Because the finding of predictive patterns is a fairly technical affair, and also littered with many potholes, a new profession has arisen – that of the data scientist. A knowledge of statistics, data mining and other difficult topics means these individuals can attract high salaries, and forecasts of significant shortfalls of such people only adds to the desirability of such a profession. But a cursory look in the rearview mirror will show that we’ve been here before, and that the technology industry eventually commoditizes difficult technologies into products that the average organization can use without too much fuss.
Once upon a time it was necessary for businesses wanting to use computers to employ an assembly language expert – someone who could get into the guts of the computer to make it do what the organization needed. Today this is typically not the case. Prior to the emergence of Enterprise Resource Planning (ERP) applications many businesses employed people with knowledge of payroll, accounts, purchasing, sales and other systems, and others who needed to glue these disparate systems together.
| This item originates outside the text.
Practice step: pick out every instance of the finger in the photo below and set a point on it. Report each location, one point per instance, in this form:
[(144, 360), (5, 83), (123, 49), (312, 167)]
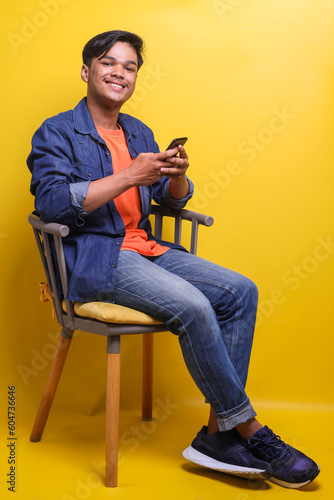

Again, this need has been much diminished since the emergence of ERP systems.
For the time being businesses will need data scientists to build the predictive models which help with future business decisions. However suppliers already exist who offer some well-defined predictive solutions with absolutely no need to understand the inner workings. There are dangers associated with this approach, but even over the short history of such offerings the level of sophistication has risen considerably.
The forecasts of dire shortages of data scientists are over exaggerated. If every business needed to totally reinvent its predictive models, then yes, data scientists would be in very short supply. In reality however most businesses will do what they always do and simply buy a solution. Of course larger businesses will always need some people who have in-depth technical understanding, but many others may not.
To use the well-worn analogy, you don’t need to understand quantum mechanics to turn your TV on (all semiconductor devices depend on quantum mechanics). And so the average business will not need to know about data science to use predictive models, although some may choose to do so.
Many ‘data scientists’ will end up working for solutions suppliers, and probably rather less within end user businesses. Business management will demand tools that allow them to manage, monitor and possibly even change the predictive models that are being used. These models will after all be increasingly determining the fate of the business.
And so the ‘Death of the Data Scientist’ is a bit of an overstatement, but the specter of hordes of people fine tuning neural networks and support vector machine based models probably isn’t going to happen in many organizations. The commoditization of complex technologies is as immutable as the law of gravity, and data science will be no exception.